Almost all of the cast give performances that conform to the typical style of Mann’s characters. The filmmaker’s cops and crooks use a low register, keep emotion out of their voices and load their conversations with dense job-specific jargon. They don’t shout, they don’t scrap and they don’t chat about what they watched on TV last night. De Niro, Kilmer, Sizemore and Voight have all given loud performances elsewhere, but in Heat they’re conditioned into subdued bluntness. Al Pacino is the exception. In a world of murmured sentiments and quiet scheming, he brings his blistering Tony Montana energy, hooting and hollering at full volume as his eyes bulge out of their sockets. Vincent Hanna is manic and intimidating, regularly using his unhinged ranting to shellshock crooks and informants into submission. This cop is a raging bully with a hair-trigger temper and a restless eye, making the pains of his personal life the fuel for his dangerous work. Before anyone can try to mislead him or threaten him, Hanna spooks them witless.

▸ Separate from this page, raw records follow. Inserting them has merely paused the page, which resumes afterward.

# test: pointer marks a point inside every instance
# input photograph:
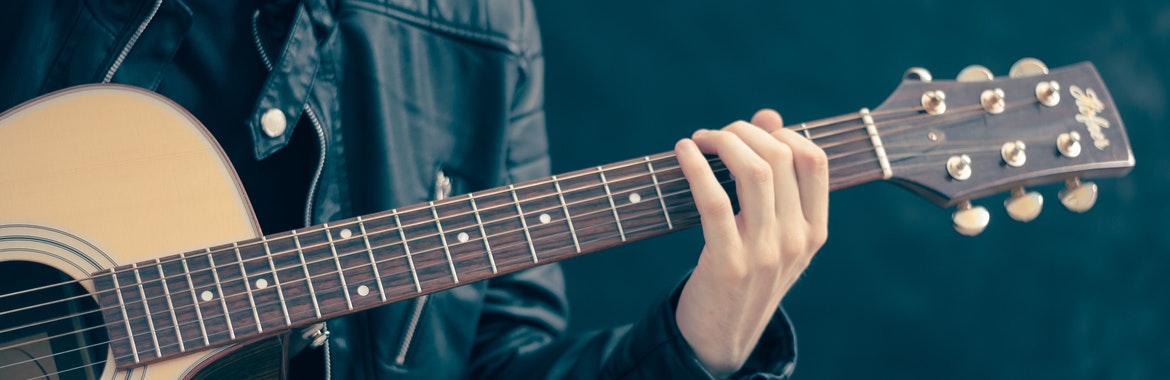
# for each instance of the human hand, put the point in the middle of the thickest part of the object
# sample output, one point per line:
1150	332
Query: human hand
751	258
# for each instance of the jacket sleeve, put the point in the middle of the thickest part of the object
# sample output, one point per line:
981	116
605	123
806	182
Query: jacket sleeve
522	330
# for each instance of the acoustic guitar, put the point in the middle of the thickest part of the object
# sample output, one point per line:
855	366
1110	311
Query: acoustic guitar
128	248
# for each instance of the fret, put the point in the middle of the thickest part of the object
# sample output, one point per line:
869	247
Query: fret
658	190
632	187
475	209
150	319
247	287
159	312
183	306
446	247
406	247
875	139
373	263
308	278
276	281
462	239
569	219
125	316
546	219
612	206
194	299
337	262
523	222
590	206
263	299
170	304
676	192
219	288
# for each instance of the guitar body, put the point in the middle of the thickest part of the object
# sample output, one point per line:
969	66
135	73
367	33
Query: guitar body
97	177
116	197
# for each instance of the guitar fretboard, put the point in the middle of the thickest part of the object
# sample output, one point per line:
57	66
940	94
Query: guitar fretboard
266	285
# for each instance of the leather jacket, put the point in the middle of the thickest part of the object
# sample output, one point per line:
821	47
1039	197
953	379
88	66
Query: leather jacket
399	92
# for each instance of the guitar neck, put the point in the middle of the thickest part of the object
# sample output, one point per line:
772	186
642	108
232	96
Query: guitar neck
266	285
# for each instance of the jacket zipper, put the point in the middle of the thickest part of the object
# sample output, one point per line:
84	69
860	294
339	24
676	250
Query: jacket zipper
316	174
442	190
130	45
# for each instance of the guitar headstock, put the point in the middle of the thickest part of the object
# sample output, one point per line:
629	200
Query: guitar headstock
957	140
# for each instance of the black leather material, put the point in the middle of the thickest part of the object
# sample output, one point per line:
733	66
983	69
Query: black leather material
401	90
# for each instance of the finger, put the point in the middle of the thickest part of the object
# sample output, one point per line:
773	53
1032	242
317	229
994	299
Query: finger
711	201
768	119
812	175
779	158
754	177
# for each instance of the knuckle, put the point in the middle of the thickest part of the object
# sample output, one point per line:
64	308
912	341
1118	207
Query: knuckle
738	125
759	172
735	270
782	152
769	262
717	206
818	235
813	158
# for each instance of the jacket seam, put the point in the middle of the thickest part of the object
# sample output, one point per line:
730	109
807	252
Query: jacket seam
503	43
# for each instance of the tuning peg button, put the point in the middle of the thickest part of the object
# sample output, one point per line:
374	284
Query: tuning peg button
934	102
1024	206
1048	92
1013	153
1069	144
917	74
970	220
959	166
1027	67
1078	197
975	73
993	101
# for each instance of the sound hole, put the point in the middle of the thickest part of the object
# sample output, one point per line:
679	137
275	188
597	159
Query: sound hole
48	330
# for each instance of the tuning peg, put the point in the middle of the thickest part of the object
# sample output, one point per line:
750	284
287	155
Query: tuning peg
917	74
1027	67
970	220
1024	206
1078	197
975	73
1069	144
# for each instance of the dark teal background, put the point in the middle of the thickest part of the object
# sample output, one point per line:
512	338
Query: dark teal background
895	294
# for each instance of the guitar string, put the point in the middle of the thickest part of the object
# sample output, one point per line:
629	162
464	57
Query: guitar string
500	191
803	126
811	125
557	236
346	225
435	264
215	333
425	222
365	264
649	199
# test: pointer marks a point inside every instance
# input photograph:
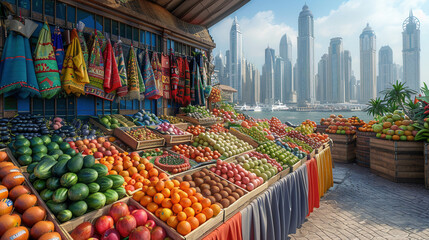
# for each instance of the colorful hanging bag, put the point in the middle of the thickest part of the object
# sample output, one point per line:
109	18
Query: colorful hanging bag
45	65
74	75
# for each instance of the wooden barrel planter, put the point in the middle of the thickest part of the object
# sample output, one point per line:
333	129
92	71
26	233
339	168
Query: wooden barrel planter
344	148
398	161
362	148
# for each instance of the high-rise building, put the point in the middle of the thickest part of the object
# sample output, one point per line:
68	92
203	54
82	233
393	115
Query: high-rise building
347	74
236	59
411	52
368	78
286	55
336	85
322	79
305	86
385	69
279	72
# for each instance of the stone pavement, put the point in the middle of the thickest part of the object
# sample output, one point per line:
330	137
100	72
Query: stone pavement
362	205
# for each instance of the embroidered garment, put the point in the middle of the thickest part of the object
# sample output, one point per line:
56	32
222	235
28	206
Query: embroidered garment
111	75
17	76
119	56
45	65
165	68
57	41
74	75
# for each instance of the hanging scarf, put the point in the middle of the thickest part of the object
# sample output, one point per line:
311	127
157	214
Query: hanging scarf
151	92
74	75
133	76
119	56
45	65
165	68
57	41
17	76
157	72
174	77
111	75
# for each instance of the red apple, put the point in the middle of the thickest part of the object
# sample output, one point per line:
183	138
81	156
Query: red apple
125	225
140	215
103	223
118	210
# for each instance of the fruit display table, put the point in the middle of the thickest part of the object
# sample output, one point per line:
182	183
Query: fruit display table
398	161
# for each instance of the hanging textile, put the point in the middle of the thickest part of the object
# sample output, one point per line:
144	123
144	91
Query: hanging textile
45	65
17	75
157	72
133	76
112	80
119	56
74	75
165	68
57	41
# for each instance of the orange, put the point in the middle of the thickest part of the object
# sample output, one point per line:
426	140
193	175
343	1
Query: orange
152	207
185	202
172	221
158	198
184	228
206	202
181	216
216	209
208	212
197	207
190	212
177	208
194	222
201	218
145	200
165	214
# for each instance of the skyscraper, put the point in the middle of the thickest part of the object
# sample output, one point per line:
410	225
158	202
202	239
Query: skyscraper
368	79
236	58
385	69
336	84
347	74
305	60
286	55
411	52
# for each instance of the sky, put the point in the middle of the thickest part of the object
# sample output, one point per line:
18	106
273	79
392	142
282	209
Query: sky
263	22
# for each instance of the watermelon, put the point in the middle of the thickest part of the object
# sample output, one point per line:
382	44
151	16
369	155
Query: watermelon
39	149
43	169
68	180
46	194
53	183
87	175
105	183
96	200
88	161
118	180
60	168
60	195
93	187
56	207
75	164
39	184
78	208
24	160
78	192
111	196
64	215
101	169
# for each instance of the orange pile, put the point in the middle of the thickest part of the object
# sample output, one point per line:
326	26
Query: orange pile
176	203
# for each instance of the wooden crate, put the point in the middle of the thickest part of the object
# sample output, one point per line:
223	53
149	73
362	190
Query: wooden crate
362	148
398	161
135	144
343	148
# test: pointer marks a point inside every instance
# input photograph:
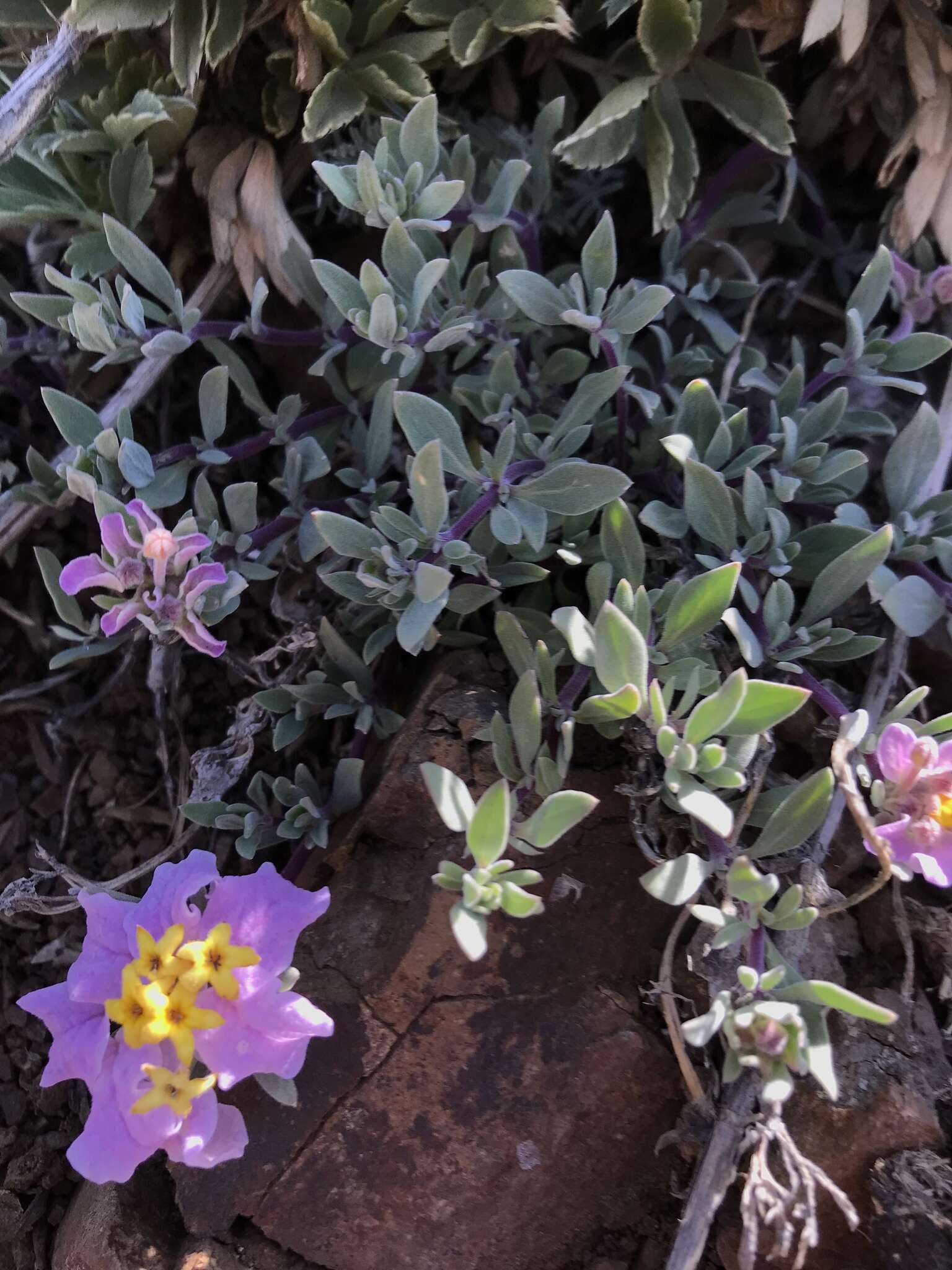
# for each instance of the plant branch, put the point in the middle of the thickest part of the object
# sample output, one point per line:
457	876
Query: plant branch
33	92
714	1175
666	987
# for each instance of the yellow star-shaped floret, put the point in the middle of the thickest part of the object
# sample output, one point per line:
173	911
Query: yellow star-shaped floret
214	959
138	1009
172	1090
156	959
177	1020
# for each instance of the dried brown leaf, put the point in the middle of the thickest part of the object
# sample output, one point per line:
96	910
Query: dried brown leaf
250	225
823	19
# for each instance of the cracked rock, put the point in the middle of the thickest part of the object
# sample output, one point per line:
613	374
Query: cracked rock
489	1117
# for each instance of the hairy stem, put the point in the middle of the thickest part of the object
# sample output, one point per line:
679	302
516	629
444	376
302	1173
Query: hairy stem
33	92
826	699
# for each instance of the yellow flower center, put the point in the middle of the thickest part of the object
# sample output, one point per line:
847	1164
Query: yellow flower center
213	962
138	1009
156	959
173	1090
164	1006
943	813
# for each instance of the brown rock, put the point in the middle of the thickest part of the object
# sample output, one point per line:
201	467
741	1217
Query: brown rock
889	1085
121	1227
11	1214
209	1202
247	1250
496	1134
464	1117
913	1223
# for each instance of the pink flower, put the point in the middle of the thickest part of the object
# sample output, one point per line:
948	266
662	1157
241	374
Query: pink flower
169	587
918	778
180	981
918	296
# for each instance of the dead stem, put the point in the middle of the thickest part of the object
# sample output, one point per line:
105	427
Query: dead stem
787	1208
162	680
714	1175
68	802
692	1083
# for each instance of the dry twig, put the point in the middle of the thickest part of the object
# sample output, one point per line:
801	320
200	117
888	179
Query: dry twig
692	1082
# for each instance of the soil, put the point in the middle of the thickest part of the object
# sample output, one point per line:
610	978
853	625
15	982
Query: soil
384	964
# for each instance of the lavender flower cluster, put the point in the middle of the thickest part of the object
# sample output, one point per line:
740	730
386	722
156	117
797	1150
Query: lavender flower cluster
170	998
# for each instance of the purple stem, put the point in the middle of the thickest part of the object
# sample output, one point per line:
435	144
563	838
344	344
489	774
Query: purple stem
818	383
527	234
574	685
293	869
756	949
621	402
721	182
483	506
942	588
260	441
719	849
314	338
827	700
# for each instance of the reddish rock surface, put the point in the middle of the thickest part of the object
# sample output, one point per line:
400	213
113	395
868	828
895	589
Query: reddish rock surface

Beyond their superb attention to detail and show-stopping action set pieces, Mann’s films are defined by their potent sense of atmosphere. Heat is filled with a constant sense of yearning, a constant sense of ache. It’s there in De Niro’s lonely stare out across the Pacific ocean and his quiet dream of night-time in Fiji. It’s there in Kilmer’s tarnished but relentless commitment to his character’s wife, Charlene: “For me the sun rises and sets with her, man.” It’s there in Eady’s final crestfallen glance out into the darkness. It’s there when the hopeful smile fades from Kilmer’s face. It’s there when two men hold hands, one living and the other taking his last breath. The film’s great success rests in its profound combination of repressed emotion and technical perfectionism. Every robber has an extensive vocabulary, but it relates exclusively to their work. In moments of realisation and devastation, very few words are said, and silence fills the void. The emotion is understated but overwhelming. Much as I admire the gonzo excess of Pacino’s performance, his fits of comic rage do rub up against the film’s gorgeously sombre tone.
I revisited Heat after learning of Val Kilmer’s death. Chris Shiherlis is the role that I’ll always remember him for: the pinnacle of his screen performances. Kilmer’s character is a tragic figure, a broken romantic who winds up the haunted survivor of a vicious bloodbath. Chris speaks few words and he has a tendency to mumble his way through conversations about his feelings and failings, like a child coughing up a secret. Kilmer’s slightly petulant performance is note-perfect. It’s strange to think that he was the film’s commercial hook, the sexy youthful face that would appeal to the Top Gun and Batman Forever crowd. Pacino and De Niro are the reliable top-billed stars, but it’s the film’s supporting cast that give Mann’s world a sharp texture and make it buzz with life. Over time, Tom Sizemore’s wonderfully understated supporting role as intimidating heavy Michael Cherrito emerges as the keystone supporting the entire structure. Heat is Michael Mann’s Godfather, his Magnolia, his Hamlet. All of the artist’s positive qualities are present and in abundance.